Following is the resolution adopted last night:
Request for a Study on Curbside Usage
- Our community currently suffers from traffic congestion, rampant double parking particularly due to growing e-commerce deliveries, significant “cruising” for parking and a substantial number of injuries to street users.
- Congestion pricing is scheduled to be implemented in approximately one year and community residents and business owners have expressed concern about the impact of this new policy.
- How we use our curbside space has remained largely unchanged for many decades while our city has changed dramatically. This city-owned land should be used for the greatest good for the greatest number of people, with a particular focus on the needs and concerns of the residents and businesses of our community.
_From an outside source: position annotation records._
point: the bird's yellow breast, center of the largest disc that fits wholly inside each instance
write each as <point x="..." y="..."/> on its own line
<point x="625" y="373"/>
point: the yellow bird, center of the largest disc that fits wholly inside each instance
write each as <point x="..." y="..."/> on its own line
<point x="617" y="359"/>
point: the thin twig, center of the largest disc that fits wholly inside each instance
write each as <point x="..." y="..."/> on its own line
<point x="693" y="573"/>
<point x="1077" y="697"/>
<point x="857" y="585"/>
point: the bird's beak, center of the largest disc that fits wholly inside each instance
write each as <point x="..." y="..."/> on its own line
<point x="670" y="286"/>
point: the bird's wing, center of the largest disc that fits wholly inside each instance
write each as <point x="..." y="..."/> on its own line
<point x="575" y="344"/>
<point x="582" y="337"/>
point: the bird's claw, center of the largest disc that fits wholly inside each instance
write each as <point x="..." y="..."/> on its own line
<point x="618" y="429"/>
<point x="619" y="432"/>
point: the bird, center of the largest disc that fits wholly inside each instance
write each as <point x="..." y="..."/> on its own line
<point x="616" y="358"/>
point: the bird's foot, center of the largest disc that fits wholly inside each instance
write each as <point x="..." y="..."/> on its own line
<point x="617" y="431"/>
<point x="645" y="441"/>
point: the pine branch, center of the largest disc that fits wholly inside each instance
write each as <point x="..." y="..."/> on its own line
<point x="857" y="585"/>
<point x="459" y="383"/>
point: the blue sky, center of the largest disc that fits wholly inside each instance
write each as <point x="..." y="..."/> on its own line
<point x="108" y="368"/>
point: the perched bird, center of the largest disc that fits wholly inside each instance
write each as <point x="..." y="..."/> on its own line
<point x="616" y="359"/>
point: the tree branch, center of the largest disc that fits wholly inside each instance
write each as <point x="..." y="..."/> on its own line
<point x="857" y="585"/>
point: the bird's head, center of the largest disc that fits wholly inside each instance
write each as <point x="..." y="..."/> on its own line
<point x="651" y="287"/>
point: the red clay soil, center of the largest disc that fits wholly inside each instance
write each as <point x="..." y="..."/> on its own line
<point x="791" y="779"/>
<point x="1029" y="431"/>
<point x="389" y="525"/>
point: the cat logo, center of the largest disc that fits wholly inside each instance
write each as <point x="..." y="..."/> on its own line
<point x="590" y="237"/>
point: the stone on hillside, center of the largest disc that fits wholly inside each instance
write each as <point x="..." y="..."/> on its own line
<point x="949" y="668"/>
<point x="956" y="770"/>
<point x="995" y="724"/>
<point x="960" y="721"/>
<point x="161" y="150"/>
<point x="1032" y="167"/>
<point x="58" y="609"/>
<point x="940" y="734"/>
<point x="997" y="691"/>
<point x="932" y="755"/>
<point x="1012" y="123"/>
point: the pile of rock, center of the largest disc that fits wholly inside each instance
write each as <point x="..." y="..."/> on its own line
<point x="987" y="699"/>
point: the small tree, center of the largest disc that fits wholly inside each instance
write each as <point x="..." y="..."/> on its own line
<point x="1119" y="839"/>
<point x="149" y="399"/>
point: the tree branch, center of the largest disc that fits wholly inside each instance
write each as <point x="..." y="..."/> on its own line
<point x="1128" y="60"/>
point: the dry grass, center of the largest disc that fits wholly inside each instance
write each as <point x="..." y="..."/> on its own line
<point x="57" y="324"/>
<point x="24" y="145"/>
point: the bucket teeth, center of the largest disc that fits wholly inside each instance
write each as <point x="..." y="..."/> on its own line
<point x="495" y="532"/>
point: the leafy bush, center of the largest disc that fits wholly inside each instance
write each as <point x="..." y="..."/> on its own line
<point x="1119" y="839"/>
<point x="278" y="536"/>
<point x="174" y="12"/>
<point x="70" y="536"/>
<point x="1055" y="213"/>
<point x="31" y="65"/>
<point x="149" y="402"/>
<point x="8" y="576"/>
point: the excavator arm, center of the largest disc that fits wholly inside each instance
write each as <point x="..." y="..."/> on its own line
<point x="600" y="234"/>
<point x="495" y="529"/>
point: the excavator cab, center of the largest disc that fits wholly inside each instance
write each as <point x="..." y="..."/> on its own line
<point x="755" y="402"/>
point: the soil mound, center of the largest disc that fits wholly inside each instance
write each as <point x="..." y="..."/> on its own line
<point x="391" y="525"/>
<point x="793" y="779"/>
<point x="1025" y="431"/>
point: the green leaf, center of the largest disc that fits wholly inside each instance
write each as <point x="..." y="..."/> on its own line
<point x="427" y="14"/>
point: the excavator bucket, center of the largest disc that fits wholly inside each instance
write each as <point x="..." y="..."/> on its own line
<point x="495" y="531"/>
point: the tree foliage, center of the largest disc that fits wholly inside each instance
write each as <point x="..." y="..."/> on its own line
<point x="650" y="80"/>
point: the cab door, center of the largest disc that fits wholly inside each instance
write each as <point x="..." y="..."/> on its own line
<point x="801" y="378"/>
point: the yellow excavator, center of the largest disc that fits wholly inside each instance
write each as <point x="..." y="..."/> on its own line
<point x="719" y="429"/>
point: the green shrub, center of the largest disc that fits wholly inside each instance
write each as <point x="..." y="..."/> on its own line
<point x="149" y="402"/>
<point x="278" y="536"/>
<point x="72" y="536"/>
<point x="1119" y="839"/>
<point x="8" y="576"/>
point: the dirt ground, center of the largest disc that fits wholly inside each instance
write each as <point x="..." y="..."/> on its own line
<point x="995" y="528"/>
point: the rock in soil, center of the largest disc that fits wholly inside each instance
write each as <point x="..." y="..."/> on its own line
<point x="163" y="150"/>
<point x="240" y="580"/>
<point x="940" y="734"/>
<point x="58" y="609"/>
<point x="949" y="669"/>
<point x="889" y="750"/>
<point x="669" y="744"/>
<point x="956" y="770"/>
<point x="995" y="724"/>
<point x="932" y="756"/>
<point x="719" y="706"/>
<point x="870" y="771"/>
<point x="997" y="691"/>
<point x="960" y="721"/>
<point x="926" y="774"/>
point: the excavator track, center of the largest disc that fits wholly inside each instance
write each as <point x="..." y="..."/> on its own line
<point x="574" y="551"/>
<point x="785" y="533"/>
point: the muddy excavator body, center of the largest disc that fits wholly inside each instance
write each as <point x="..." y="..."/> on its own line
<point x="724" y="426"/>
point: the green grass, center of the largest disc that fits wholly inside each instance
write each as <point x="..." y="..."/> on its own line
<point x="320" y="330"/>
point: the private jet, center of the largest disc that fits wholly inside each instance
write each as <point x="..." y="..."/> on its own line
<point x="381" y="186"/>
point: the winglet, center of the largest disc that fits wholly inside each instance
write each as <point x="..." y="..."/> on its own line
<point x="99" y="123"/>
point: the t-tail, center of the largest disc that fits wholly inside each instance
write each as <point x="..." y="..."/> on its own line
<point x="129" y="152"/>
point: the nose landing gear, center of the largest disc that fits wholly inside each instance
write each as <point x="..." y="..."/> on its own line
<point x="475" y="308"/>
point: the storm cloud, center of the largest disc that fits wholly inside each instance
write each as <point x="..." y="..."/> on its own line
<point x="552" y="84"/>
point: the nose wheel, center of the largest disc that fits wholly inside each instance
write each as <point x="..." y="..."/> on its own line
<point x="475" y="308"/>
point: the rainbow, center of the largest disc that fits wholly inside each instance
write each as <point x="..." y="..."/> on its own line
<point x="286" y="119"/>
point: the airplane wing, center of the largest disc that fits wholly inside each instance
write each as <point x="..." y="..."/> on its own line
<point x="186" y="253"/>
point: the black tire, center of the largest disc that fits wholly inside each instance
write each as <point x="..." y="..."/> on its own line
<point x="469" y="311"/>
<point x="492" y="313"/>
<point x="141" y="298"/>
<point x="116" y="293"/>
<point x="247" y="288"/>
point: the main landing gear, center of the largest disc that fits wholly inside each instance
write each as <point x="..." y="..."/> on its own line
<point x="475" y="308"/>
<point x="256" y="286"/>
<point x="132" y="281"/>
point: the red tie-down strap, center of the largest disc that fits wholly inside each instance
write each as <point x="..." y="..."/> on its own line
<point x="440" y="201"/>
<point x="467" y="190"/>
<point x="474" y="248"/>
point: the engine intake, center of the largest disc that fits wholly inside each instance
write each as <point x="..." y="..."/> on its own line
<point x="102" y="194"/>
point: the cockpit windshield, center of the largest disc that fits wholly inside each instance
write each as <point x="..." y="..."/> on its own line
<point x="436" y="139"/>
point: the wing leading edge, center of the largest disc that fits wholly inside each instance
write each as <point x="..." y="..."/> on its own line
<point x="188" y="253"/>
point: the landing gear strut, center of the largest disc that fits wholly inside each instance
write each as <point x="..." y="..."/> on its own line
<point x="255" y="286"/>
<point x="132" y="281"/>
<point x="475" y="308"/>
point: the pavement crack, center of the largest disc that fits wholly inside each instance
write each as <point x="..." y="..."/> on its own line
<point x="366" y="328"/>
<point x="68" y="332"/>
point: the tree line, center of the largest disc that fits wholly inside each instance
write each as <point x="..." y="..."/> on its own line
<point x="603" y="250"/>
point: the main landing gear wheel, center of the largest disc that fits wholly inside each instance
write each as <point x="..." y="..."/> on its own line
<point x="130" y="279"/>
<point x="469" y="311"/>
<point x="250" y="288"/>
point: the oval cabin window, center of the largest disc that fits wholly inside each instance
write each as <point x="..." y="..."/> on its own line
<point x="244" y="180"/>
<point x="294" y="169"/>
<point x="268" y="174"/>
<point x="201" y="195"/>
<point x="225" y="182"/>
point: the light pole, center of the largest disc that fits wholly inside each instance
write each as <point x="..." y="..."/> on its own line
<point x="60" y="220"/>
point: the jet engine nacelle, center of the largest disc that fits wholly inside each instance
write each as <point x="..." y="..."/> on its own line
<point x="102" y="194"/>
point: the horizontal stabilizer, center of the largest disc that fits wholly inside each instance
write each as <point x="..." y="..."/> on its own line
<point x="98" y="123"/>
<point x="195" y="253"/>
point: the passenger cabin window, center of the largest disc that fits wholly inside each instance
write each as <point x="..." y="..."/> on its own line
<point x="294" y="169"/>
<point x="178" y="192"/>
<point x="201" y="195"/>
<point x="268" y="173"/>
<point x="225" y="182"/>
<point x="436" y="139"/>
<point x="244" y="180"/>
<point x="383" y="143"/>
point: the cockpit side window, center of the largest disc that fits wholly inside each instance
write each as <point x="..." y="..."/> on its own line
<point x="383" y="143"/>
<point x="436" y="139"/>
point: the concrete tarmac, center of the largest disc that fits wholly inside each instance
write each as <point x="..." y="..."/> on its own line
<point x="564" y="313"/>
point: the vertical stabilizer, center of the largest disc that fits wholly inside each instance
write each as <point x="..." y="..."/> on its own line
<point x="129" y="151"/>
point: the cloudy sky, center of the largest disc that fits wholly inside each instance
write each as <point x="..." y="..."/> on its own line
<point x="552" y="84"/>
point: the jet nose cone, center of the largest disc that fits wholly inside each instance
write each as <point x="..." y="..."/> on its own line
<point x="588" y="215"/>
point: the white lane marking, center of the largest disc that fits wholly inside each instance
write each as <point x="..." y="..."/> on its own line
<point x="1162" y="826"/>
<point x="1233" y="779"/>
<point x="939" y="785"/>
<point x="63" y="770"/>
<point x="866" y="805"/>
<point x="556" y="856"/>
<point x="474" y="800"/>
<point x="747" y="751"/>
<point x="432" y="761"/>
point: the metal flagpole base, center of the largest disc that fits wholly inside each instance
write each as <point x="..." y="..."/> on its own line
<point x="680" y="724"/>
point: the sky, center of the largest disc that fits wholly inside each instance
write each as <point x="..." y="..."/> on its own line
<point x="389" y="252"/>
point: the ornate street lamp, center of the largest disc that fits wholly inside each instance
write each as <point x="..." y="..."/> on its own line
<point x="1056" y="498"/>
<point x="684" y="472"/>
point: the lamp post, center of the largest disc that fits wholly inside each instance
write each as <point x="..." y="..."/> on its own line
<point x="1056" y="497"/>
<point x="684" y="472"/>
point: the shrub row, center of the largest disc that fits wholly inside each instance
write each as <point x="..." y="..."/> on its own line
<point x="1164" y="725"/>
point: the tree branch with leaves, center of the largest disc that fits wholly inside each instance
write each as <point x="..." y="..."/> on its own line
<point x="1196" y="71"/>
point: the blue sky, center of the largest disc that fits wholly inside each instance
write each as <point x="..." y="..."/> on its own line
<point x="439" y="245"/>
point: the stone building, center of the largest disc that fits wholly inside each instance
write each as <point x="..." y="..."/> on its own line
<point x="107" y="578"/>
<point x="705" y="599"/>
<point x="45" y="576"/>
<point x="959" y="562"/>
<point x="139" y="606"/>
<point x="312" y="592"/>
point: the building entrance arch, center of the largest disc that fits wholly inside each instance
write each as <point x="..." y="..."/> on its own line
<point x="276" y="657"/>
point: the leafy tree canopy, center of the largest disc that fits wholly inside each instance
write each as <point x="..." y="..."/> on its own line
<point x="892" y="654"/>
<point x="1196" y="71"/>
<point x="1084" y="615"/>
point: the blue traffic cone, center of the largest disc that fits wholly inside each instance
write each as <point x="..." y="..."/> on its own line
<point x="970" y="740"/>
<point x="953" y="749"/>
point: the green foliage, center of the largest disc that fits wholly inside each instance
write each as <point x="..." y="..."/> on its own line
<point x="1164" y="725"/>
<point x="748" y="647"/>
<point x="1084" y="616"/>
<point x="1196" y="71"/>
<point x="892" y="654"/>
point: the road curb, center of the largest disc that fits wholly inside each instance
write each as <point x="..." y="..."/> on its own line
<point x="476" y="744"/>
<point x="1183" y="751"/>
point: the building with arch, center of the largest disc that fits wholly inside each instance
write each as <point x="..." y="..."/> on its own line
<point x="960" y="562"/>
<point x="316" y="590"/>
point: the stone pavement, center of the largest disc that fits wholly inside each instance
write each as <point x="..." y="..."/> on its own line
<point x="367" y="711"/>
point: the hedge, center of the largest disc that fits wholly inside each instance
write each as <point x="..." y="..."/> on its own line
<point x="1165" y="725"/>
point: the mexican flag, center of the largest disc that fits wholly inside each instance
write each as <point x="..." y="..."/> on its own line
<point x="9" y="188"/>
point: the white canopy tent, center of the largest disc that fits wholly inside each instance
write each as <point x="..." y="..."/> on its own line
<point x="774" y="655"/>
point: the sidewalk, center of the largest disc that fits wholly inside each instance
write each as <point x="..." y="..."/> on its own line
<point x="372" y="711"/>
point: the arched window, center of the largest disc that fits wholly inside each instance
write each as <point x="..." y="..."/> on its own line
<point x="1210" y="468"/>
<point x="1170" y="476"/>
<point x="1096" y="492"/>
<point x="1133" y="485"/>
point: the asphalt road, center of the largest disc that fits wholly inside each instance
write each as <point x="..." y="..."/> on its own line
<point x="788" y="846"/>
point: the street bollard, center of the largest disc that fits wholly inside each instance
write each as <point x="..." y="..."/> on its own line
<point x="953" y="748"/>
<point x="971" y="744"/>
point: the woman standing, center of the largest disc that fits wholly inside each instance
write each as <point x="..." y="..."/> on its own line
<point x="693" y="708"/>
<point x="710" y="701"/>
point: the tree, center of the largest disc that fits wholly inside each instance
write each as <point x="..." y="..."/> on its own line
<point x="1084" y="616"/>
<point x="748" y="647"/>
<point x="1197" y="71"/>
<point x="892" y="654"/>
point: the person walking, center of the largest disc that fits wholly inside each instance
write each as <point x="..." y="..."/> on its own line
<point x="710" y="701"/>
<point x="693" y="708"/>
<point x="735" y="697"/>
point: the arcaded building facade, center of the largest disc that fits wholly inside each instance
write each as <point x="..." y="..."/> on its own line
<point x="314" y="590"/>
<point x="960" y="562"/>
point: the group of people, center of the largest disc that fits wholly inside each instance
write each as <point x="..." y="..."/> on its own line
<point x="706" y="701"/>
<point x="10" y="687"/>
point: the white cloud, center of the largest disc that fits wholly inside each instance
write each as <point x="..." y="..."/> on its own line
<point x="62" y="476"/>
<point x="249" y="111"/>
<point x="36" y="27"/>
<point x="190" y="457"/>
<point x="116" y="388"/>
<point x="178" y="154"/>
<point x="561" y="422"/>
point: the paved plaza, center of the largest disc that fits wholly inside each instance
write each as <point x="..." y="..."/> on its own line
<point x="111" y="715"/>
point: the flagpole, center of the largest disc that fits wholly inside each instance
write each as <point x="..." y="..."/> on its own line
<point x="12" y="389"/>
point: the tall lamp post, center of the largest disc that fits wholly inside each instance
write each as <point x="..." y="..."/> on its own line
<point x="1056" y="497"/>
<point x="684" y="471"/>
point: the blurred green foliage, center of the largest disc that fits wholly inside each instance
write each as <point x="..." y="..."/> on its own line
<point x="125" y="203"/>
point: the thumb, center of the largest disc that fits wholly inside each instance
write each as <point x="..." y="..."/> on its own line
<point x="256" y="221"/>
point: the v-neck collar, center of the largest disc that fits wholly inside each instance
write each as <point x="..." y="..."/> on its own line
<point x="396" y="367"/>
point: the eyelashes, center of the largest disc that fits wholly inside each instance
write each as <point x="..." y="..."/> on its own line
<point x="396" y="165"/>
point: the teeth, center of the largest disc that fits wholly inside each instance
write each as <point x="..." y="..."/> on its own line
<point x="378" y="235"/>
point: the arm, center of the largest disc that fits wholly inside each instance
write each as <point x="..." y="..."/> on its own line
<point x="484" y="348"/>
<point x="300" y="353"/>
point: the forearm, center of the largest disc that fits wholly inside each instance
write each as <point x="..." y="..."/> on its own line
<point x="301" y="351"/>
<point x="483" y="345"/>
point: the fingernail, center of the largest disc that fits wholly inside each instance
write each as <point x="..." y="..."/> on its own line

- THEREFORE, BE IT RESOLVED THAT Community Board 7/Manhattan requests that the city: (1) assess current policy regarding parking and curbside usage, (2) advise us as to whether there are policies that could provide greater benefit to the community, improve traffic flow and promote safer streets, including, but not limited to, paid residential parking permits, metering with surge capability and strategies learned from studying the practices of other major cities, and (3) conduct studies both before and after the implementation of congestion pricing to establish its effect on the community.